One minute and ten seconds into the game, Danny Granger hit a three to tie the score at 3-3.
It would take close to 7 more minutes until the Pacers scored another point, at which time the Pacers “closed” the Jazz lead to 15. Yes, they were down by 15 points (20-5) just 8 minutes into the game. And by the time the first quarter ended with Indiana down 32-14, the game was, for all intents and purposes, a wrap.
Only it wasn’t.
The Pacers — shockingly — actually had a chance to get back into this game. Utah simply couldn’t buy a bucket for a loooooong stretch in the second half. From 7 minutes remaining in the third quarter until 6 minutes left in the game (a 13-minute stretch), the Jazz made a grand total of four shots. Four shots in 13 minutes. Four. Four. (Overall, they scored 11 points during this time, as one of those four shots was a Memo Okur three and they hit 3 free-throws.)
To capitalize on this unexpected opportunity to snatch victory from the jaws of defeat, how did the Pacers offense respond? It didn’t. Over that same 13-minute stretch, the Pacers put up a measly 15 points on 6/19 shooting, 3/9 from three and 5/10 from the line. How sad.
So while the Jazz were spinning their tires and not putting anything together (which we definitely need to give the Pacers defense some credit for even though it appeared to be mostly the product of Utah just not being able to make any of its jumpers), the Pacers were doing the exact same thing. An offense that came out of of the locker room to start the game by digging itself into a 15-point deficit in the first 8 minutes had had 21 more minutes of game time to get things together — plus another trip back to the locker room during the half to look itself in the mirror.
And it essentially did the exact same thing it had already done.
That’s just pathetic.
We can spend all the time in the world discussing better ways for the interior defense to stop guys like Carlos Boozer from dominating the paint. And we can scratch our heads wondering why perimeter guys like Wesley Matthews (and CJ Watson before him) are able to feel so comfortable out there handling the ball and scoring. By all means, let’s talk about better ways to stop players like Tyreke Evans and Monta Ellis from treating Indy’s perimeter defenders like revolving doorways.
But until this offense can start even remotely resembling a professional basketball team with any consistency, any talk about the defense is premature.
The Pacers finished with an offensive efficiency of 91.6 last night. For the uninitiated, that means that, playing as there did, they would have scored 92 points if they had had 100 offensive possession to work with. The league average offensive production in 100 possessions is 106 points. The Suns put up 115. And even the 1-18 Nets put up 94 points per 100 possessions.
Put simply, the 92 points per 100 possessions that the Pacers managed last night is a terrible, terrible game. But, OK, bad nights happen. It’s a West Coast road trip and Salt Lake is a tough place to play. Maybe we can forgive that type of output for one game.

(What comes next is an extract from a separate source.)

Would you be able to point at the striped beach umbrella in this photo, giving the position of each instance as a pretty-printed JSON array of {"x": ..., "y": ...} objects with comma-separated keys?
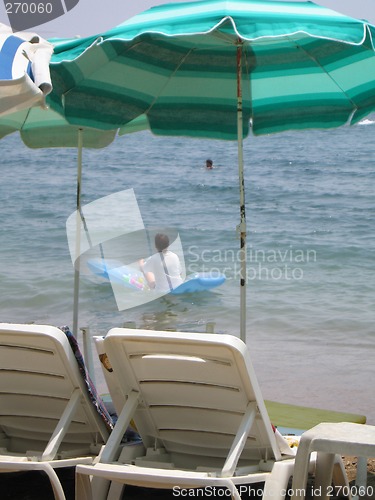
[
  {"x": 24, "y": 70},
  {"x": 211, "y": 68}
]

What we can’t forgive, however, is a miserable, sad, barely professional offense that, over 17 games this season, has now only averaged 105 points per 100 possessions. That’s not a number that will get you anywhere near the 8th seed in the Eastern Conference Playoffs.
And, honestly, that’s probably not even a number that will get you 28 wins.
UPDATE: I was just running some numbers for another post and figured I would throw another, perhaps more even more glaring figure in here, too.
The league average FG% for an NBA offense is 45.8%. Through 17 games, the Pacers have shot above that mark — the middling standard of a professional basketball team — a grand total of 4 times. Perhaps even worse, the Charlotte Bobcats — a team that is both statistically and qualitatively regarded by many as perhaps one of the worst offenses in NBA history — have the 29th ranked offense in terms of FG% at 42.8%. The Pacers have shot lower than that 7 times.